Der Landkreis verlangte anschließend in drei Kostenerstattungsbescheiden von insgesamt drei Verantwortlichen gesamtschuldnerisch die Erstattung der Kosten für die Sanierung in Höhe von 583.313,72 €. Als Verantwortliche hatte der Landkreis den Zustandsverantwortlichen für die Treibstoffleitung, das beauftragte Bauunternehmen und das wiederum von Letzterem beauftragte ausführende Bauunternehmen identifiziert.

Die Verantwortlichen klagten gegen die Kostenerstattungsbescheide und wiesen ihre Verantwortung zurück. Umstritten war im Besonderen die Frage, ob die Durchführung einer Maßnahme, die sich über mehrere Monate hinzieht, im Sofortvollzug rechtmäßig sei. Die Kläger meinten, dass die einzelnen Schritte der Sanierung (Sofortmaßnahmen, Auskofferung, Wiederverfüllung) jeweils abtrennbare Teilmaßnahmen dargestellt hätten. Das mit der Kabelverlegung beauftragte Unternehmen argumentierte zudem, der Schadenseintritt sei ihr nicht zuzurechnen, da sie die Kabelverlegung mit der nötigen Sorgfalt durchgeführt hätte. 

Kläger waren für die Sanierung verantwortlich 

Das OVG Koblenz hat im Ergebnis dem Landkreis vollumfänglich recht gegeben. Dies war bereits das Ergebnis der erstinstanzlichen Entscheidung des VG Trier gewesen. Zwar ist anerkannt, dass ein Sofortvollzug in Form der unmittelbaren Ausführung nur dann zulässig ist, wenn mit der Anordnung und Durchführung von Gefahrbeseitigungsmaßnahmen im gestreckten Vollzug – ggf. auf Grund einer sofort vollziehbaren Ordnungsverfügung – nicht zugewartet werden kann, weil keine der polizeipflichtigen Personen vorhanden, erreichbar oder zur Gefahrenabwehr in der Lage ist. Dabei ist insbesondere eine sofort vollziehbare Verfügung in Betracht zu ziehen, die je nach Gefahrenintensität und Eilbedürftigkeit inhaltlich entsprechend dem Grundsatz der Verhältnismäßigkeit abzustufen und mit minimalen Fristen versehen werden kann (OVG Koblenz, Urteil vom 25. März 2009 – 1 A 10632/08.OVG –, NVwZ-RR 2009, 746).
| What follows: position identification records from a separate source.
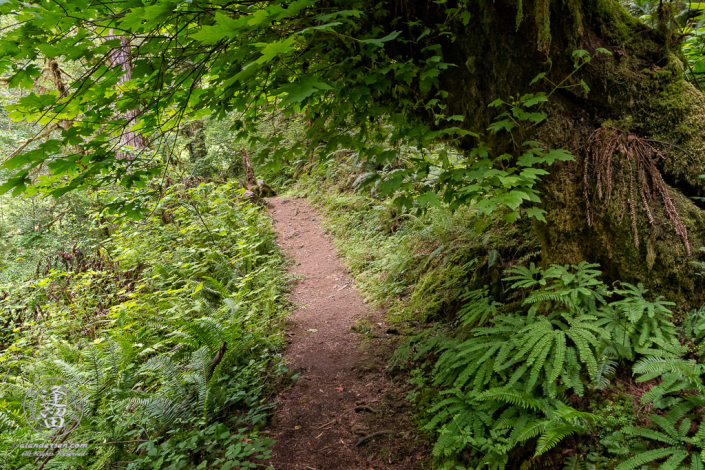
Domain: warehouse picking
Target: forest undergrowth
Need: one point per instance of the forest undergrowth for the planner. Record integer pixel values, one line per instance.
(169, 327)
(509, 359)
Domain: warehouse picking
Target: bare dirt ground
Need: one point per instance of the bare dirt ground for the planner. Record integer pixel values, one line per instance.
(343, 412)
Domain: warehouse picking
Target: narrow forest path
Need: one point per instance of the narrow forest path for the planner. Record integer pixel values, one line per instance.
(342, 394)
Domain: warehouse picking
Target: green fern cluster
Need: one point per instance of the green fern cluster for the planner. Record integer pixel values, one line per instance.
(171, 362)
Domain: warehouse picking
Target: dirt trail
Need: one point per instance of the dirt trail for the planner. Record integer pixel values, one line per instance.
(343, 393)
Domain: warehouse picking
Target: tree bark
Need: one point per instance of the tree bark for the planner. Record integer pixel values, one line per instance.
(638, 96)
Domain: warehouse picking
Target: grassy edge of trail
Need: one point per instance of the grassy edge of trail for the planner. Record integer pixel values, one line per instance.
(169, 328)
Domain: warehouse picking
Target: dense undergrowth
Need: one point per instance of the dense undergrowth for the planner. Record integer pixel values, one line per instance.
(507, 359)
(169, 329)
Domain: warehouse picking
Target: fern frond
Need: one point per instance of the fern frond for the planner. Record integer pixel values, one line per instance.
(553, 435)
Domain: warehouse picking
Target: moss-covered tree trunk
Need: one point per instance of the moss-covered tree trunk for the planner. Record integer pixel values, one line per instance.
(638, 135)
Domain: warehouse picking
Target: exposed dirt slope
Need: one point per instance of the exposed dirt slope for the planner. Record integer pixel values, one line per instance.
(343, 394)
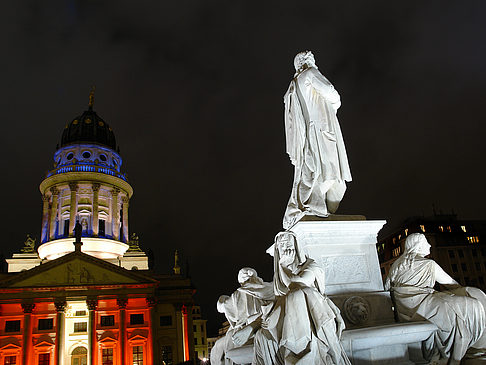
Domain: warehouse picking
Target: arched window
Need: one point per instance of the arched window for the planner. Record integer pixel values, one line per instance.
(79, 356)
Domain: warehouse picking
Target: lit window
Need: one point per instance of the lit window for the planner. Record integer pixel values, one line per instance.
(137, 352)
(396, 251)
(107, 321)
(45, 324)
(12, 326)
(136, 319)
(166, 354)
(166, 320)
(44, 359)
(81, 327)
(107, 356)
(10, 360)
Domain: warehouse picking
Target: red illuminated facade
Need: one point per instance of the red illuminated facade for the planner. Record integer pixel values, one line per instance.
(90, 300)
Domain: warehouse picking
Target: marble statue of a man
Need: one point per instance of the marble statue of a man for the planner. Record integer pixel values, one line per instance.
(314, 143)
(243, 310)
(459, 313)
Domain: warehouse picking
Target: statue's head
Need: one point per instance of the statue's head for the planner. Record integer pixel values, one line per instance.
(286, 245)
(416, 244)
(304, 60)
(247, 274)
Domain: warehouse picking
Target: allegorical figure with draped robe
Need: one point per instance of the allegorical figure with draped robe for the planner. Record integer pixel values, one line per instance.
(459, 313)
(314, 143)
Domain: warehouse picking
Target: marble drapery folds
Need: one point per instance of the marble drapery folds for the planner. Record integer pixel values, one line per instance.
(314, 143)
(459, 313)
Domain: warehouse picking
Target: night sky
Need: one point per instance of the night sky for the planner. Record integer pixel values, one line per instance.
(193, 91)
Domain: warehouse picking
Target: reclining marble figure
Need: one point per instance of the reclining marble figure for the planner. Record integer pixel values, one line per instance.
(459, 313)
(243, 310)
(314, 143)
(305, 325)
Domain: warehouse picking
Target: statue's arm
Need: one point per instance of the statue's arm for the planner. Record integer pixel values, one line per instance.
(326, 89)
(444, 278)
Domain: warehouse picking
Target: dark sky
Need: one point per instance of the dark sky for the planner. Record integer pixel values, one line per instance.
(193, 91)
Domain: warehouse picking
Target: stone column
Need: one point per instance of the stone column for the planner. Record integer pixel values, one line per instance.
(115, 214)
(52, 218)
(92, 304)
(122, 305)
(152, 341)
(96, 190)
(27, 337)
(125, 219)
(73, 207)
(60, 307)
(45, 218)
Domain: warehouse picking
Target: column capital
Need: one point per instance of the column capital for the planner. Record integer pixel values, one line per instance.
(95, 187)
(92, 303)
(122, 302)
(28, 307)
(60, 305)
(73, 186)
(54, 191)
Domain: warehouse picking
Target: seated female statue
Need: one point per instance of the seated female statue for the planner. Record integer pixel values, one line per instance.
(309, 325)
(459, 313)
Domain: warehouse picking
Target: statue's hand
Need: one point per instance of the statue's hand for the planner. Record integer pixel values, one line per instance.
(242, 336)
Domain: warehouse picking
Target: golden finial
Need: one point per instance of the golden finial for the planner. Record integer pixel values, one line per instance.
(177, 268)
(91, 97)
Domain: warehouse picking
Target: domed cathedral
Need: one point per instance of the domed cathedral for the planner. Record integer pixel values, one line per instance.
(86, 295)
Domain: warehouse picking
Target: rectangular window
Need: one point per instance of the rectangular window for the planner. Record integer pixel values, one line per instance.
(136, 319)
(166, 354)
(107, 356)
(45, 324)
(166, 320)
(66, 227)
(12, 326)
(101, 227)
(137, 352)
(10, 360)
(44, 359)
(107, 321)
(81, 327)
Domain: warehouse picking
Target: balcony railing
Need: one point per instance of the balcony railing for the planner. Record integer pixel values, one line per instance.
(86, 168)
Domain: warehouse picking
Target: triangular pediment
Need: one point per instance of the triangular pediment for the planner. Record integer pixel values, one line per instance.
(75, 269)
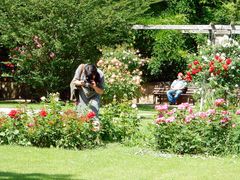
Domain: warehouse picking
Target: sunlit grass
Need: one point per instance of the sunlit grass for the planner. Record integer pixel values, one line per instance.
(111, 162)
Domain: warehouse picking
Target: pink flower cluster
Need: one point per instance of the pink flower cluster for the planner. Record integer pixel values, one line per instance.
(184, 113)
(219, 102)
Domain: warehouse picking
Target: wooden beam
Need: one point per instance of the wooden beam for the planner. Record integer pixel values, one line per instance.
(187, 27)
(228, 32)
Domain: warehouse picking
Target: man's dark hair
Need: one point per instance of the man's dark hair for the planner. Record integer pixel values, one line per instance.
(90, 71)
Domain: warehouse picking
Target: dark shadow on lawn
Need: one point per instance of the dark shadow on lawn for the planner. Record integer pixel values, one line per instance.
(34, 176)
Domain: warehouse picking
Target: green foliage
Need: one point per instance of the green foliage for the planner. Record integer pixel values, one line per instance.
(49, 39)
(215, 131)
(52, 126)
(216, 71)
(168, 54)
(120, 122)
(121, 67)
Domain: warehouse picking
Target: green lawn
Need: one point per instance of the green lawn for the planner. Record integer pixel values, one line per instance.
(114, 161)
(111, 162)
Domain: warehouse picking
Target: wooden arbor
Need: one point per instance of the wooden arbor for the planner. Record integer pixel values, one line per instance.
(217, 33)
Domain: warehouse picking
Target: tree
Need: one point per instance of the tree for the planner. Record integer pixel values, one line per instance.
(49, 39)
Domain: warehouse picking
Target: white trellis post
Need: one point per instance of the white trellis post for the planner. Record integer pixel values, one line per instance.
(216, 32)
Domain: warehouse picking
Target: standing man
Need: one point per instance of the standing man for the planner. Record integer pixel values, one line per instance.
(89, 83)
(178, 86)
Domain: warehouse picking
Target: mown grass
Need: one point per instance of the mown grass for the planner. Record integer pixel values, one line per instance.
(114, 161)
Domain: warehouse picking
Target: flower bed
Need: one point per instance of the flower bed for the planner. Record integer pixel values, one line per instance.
(214, 131)
(53, 126)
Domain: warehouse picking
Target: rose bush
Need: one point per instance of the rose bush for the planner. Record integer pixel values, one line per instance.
(182, 130)
(55, 126)
(216, 71)
(122, 73)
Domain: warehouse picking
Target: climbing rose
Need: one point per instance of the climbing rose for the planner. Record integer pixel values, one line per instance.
(13, 113)
(43, 113)
(91, 115)
(219, 102)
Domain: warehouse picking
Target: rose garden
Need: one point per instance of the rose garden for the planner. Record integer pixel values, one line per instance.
(40, 58)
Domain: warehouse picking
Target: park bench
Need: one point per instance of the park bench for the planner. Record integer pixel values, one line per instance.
(160, 94)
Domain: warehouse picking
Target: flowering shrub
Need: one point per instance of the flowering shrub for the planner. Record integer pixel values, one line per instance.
(122, 74)
(66, 128)
(216, 71)
(181, 130)
(50, 126)
(119, 122)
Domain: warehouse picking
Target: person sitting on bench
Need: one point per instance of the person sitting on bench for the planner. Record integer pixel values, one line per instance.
(178, 87)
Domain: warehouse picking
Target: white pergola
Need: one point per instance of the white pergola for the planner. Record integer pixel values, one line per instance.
(216, 32)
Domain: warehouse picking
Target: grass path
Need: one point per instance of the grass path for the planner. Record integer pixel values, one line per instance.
(111, 162)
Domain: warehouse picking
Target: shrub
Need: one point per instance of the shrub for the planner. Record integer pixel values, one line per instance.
(216, 71)
(119, 122)
(50, 126)
(122, 74)
(210, 132)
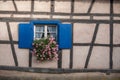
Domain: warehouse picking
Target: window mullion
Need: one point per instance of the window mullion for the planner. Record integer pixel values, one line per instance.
(45, 31)
(34, 31)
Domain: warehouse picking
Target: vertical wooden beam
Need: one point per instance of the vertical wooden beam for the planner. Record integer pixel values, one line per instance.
(12, 44)
(91, 46)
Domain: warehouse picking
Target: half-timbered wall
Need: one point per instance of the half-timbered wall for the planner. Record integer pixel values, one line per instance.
(95, 33)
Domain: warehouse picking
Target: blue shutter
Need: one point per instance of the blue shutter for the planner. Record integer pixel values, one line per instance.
(25, 36)
(65, 36)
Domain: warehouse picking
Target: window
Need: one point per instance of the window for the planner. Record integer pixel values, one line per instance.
(37, 29)
(44, 31)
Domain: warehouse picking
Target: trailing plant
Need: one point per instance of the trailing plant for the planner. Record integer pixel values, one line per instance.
(45, 49)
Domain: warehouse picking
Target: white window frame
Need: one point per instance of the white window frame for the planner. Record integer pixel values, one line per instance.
(45, 31)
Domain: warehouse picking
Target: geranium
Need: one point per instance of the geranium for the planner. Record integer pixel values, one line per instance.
(45, 49)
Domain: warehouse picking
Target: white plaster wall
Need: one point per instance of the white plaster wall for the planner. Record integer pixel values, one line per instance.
(6, 57)
(79, 56)
(99, 58)
(23, 5)
(4, 6)
(42, 6)
(63, 6)
(82, 33)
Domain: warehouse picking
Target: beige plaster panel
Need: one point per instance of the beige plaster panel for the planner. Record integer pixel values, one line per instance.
(5, 15)
(81, 6)
(116, 6)
(14, 30)
(21, 16)
(61, 17)
(116, 34)
(63, 6)
(3, 31)
(116, 58)
(83, 33)
(101, 6)
(79, 56)
(103, 34)
(23, 5)
(22, 56)
(41, 16)
(42, 6)
(44, 64)
(101, 17)
(116, 18)
(99, 58)
(4, 6)
(81, 17)
(6, 57)
(65, 58)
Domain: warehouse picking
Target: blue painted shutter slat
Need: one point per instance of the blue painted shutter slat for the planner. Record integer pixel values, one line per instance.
(25, 36)
(65, 36)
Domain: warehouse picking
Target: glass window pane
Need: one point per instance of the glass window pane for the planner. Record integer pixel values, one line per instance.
(51, 28)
Das OVG Koblenz folgte aber der Argumentation des Landkreises, wonach allein der Zeitablauf von Wochen oder sogar Monaten die Behörde nicht zwingen würde, den Modus der Gefahrenbeseitigung zu wechseln, sofern eine einheitliche Gefahrenlage fortbesteht und die Behörde die Sanierung ohne Unterbrechung konsequent verfolgt. Anders wäre es gegebenenfalls, wenn im Rahmen der Maßnahmendurchführung eine Zäsur erkennbar wäre, die es erlaubt hätte, die Gefahrenabwehrmaßnahme in mehrere getrennt voneinander zu betrachtende Zeitabschnitte zu gliedern. Dies war jedoch nach Auffassung des Gerichts in dieser Sache nicht der Fall. 

Aus Sicht des OVG Koblenz hatte der Landkreis auch die potentiellen Verantwortlichen zutreffend identifiziert. Die Bundesanstalt für Immobilienaufgaben (BImA) war als Zustandsverantwortliche verantwortlich, da sie für eine ordnungsgemäße Stilllegung der Treibstoffleitung zuständig gewesen wäre (dies ist – soweit ersichtlich – neben dem Urteil des BGH vom 17.07.2015, V ZR 205/14, und der Vorinstanz, VG Trier, Urteil vom 15.01.2024 – 9 K 1531/23 der zweite Rechtsstreit, in dem der umfassende Aufgabenübergang von der Vermögensverwaltung auf die BImA gerichtlich bestätigt wird).

Das Bauunternehmen, so das OVG Koblenz, musste wiederum für das ihr zuzurechnende, mit dem Einsatz eines Kabelpflugs verbundene Risiko einstehen. Der Einsatz eines Kabelpfluges ist nach der zustimmungswürdigen Auffassung des Gerichts mit dem besonderen Risiko verbunden, dass bei den Arbeiten im Boden verborgene Gegenstände und Einrichtungen in Mitleidenschaft gezogen werden. 

KOPP-ASSENMACHER Rechtsanwälte hat in diesen Verfahren den beklagten Landkreis vor dem OVG Koblenz vertreten.